Samsung, Google, Meta, Microsoft
All founding/early members. Cloud hyperscalers (Google, Meta, Microsoft) are driving UCIe adoption for custom AI accelerator chiplets — they can source compute chiplets from one vendor and I/O chiplets from another, assembled into a single package.
FAQ

Frequently Asked Questions

UCIe (Universal Chiplet Interconnect Express) is an open standard published in March 2022 by a consortium of 30+ companies including Intel, AMD, Arm, Qualcomm, Samsung, and TSMC. It defines a standardized die-to-die interface so chiplets from different vendors and foundries can interoperate on the same package.
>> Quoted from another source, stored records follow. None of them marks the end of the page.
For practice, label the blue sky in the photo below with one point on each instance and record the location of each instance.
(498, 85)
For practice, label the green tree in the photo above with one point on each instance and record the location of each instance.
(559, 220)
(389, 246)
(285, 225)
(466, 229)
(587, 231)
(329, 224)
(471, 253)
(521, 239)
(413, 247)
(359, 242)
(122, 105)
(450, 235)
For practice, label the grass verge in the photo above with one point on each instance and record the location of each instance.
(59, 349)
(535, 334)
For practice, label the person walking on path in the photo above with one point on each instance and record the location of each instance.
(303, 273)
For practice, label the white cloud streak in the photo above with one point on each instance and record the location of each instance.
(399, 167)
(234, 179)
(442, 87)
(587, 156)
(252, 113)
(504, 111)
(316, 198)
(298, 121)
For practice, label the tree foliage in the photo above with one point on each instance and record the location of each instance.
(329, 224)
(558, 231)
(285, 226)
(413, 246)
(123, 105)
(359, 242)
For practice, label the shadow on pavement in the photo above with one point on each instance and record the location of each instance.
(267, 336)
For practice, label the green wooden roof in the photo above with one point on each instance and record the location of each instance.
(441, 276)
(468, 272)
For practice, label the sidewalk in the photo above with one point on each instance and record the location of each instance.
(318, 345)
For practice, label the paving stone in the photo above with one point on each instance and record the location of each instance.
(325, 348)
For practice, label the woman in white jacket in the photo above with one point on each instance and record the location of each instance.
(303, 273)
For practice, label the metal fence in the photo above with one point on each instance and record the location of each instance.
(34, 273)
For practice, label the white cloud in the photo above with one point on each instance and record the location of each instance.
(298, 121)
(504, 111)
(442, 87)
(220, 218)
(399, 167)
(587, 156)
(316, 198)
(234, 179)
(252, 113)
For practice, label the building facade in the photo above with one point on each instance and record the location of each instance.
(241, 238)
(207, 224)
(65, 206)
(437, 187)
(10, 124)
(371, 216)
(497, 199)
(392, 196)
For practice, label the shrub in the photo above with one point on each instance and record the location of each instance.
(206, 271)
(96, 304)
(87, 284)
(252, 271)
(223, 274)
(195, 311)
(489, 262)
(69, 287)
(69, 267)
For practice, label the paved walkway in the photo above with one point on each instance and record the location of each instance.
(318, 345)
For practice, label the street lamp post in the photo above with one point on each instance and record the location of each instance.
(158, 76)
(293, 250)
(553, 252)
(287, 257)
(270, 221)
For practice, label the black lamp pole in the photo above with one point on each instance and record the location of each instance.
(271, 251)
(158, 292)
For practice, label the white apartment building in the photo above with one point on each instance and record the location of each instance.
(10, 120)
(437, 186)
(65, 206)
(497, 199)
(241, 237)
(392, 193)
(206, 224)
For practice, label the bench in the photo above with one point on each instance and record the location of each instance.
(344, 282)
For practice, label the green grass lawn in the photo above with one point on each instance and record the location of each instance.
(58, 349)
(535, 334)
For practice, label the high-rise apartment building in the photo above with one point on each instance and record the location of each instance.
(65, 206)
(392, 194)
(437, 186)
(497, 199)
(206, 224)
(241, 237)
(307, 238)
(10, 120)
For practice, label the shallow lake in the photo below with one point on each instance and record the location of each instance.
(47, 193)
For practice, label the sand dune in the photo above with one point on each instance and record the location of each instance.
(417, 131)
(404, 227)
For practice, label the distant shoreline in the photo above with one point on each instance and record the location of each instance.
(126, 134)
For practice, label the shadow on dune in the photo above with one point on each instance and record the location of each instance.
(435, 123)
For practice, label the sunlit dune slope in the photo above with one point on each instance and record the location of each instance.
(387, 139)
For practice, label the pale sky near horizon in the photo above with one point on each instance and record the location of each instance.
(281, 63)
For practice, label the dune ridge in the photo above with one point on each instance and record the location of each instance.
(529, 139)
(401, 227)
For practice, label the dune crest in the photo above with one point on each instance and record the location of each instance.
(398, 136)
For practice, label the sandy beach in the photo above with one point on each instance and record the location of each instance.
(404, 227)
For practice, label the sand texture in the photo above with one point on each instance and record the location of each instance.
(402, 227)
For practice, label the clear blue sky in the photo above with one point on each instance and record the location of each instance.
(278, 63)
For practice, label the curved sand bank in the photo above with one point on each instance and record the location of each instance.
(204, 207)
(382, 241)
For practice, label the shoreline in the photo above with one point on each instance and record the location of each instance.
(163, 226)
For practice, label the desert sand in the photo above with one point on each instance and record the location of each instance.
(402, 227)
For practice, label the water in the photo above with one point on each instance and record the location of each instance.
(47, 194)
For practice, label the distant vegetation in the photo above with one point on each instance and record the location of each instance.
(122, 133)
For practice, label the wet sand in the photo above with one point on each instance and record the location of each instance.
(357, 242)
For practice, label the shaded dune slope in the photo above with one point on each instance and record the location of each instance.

It matters because it enables a chiplet marketplace — just as PCIe allowed any vendor's GPU to plug into any PC, UCIe allows any vendor's compute chiplet to connect to any I/O chiplet, reducing design cost and time-to-market.

1. Protocol Layer — hosts PCIe 5/6, CXL 2/3, or a Streaming protocol. This layer is protocol-aware and generates/terminates packets. 2. Die-to-Die (D2D) Adapter — handles link training, scrambling, optional FEC, retiming, and flow control. 3. Physical Layer — manages the bump array, differential AC-coupled signaling, and forwarded clock. The FDI interface sits between Protocol and D2D Adapter; the RDI interface sits between D2D Adapter and PHY.

Choose Standard Package (25 µm pitch, up to 16 GB/s/mm) if your die-to-die bandwidth requirement is modest and you want to use conventional organic substrate packaging with mature supply chains. Choose Advanced Package (≤10 µm pitch, up to 94 GB/s/mm) if you need the highest possible bandwidth density — typically for AI/HPC accelerators, on-package DRAM-like memory chiplets, or CPU core clusters that need near-HBM bandwidth without an external memory slot. Advanced packaging requires silicon interposers (TSMC CoWoS), Intel EMIB, or hybrid bonding (TSMC SoIC), which adds cost and process complexity.

No. UCIe is a physical die-to-die transport, not a protocol. It carries PCIe and CXL traffic on top of its physical layer. Think of UCIe as defining the cable and connector, while PCIe/CXL are the communication protocol spoken over that cable. PCIe continues to be used for chip-to-board connections (slots, M.2, etc.); UCIe extends PCIe semantics to chip-to-chip within a package.

Lane Repair is a UCIe link training feature that allows the D2D Adapter to identify defective bump lanes (due to micro-bump defects at tight pitches in advanced packaging) and remap those lanes around the fault during initialization. This is critical for advanced packaging at 10 µm pitch where individual bump yield is a real concern. By tolerating a small number of defective bumps in firmware, Lane Repair significantly improves overall chiplet assembly yield.

HBM is a stacked DRAM standard (JEDEC) with a very wide parallel interface (1024 bits per stack) designed specifically for high-bandwidth memory access. UCIe is a general-purpose die-to-die interface that can carry any protocol including PCIe and CXL. They are complementary: an AI accelerator chiplet might connect to its compute partner via UCIe (carrying CXL) and to HBM memory dies via the HBM interface simultaneously — different interfaces for different roles on the same package.

FDI stands for Flit-aware DIE Interface. It is the standardized logical boundary between the Protocol Layer and the Die-to-Die Adapter in UCIe. FDI carries protocol flits (fixed-size data units used by PCIe 6.0 and CXL 3.0) and link management control signals between the two layers. Because FDI is standardized, a company can independently source a PCIe 6 Protocol Layer IP core from one vendor and a UCIe D2D Adapter IP from another vendor, and they will interoperate via FDI without custom integration work.